One could easily get the impression that Sonia Weksler never intended to follow in her father's footsteps. The self-described "eco-thug" was raised in Texas by her mother and would visit her father during her summer vacations, spending much of her time in her father's Sleep Bedder furniture and mattress store in Rolando. She eventually moved to San Diego in 2001 and worked on a college thesis at UC San Diego about how small businesses can compete against corporate brands.
So when it came time for her dad to retire in 2014, she was reluctant at first but saw an opportunity to bring her own personality to the family business.
"I needed an outlet for all my passion and purpose," says Weksler. "I had other ideas, but I needed something creative and productive."

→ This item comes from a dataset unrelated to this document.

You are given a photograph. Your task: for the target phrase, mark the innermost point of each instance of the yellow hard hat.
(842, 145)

She bought her father out and, last year, opened a new incarnation of Sleep Bedder in North Park (2855 El Cajon Blvd., sleepbeddernorthpark.com) inside a shopping center that also includes local business such as The Heart & Trotter butchery and Unico juice shop. She rebranded the store to focus more on "indie and eco-friendly" products and also started bringing in local artists and crafters to help fill out the space. Local painter Rich Walker was one of the first artists she tapped, but the space was soon filled with names such as True Delorenzo, Jerry Catarius and a "Camp Kitchen" shop-within-a-shop run by Weksler's friend Stephen Bennett.
"I wanted to infuse the farmer's market stand concept into a store," Weksler says. "To bring the artist community in this neighborhood together."

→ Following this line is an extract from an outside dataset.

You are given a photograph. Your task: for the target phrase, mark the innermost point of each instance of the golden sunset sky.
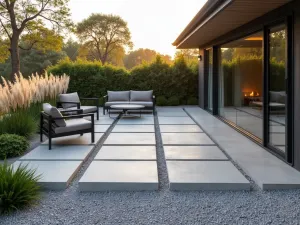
(154, 24)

This farmer's market approach also extends to her participation in the neighborhood's monthly BLVD Market event where Weksler hosts new artists and bands inside the store (the next one is on April 15 from 6 to 10 p.m.). She also hosts weekly and monthly workshops that include everything from community yoga and crystal healing to kombucha classes and chess tournaments. She's also hoping to get approval from the city to let Golden Coast Mead to open a tasting kiosk on the outdoor patio of the store.
And while she certainly wants anyone who needs a mattress to come to her business first, she also sees the store as a means to get people to think about larger issues.
"This is a guerrilla marketing technique to raise awareness about what we do, what we eat and what we buy," Weksler says. "We support local artists in every medium. We take the same approach to sourcing our mattresses that we do with our art."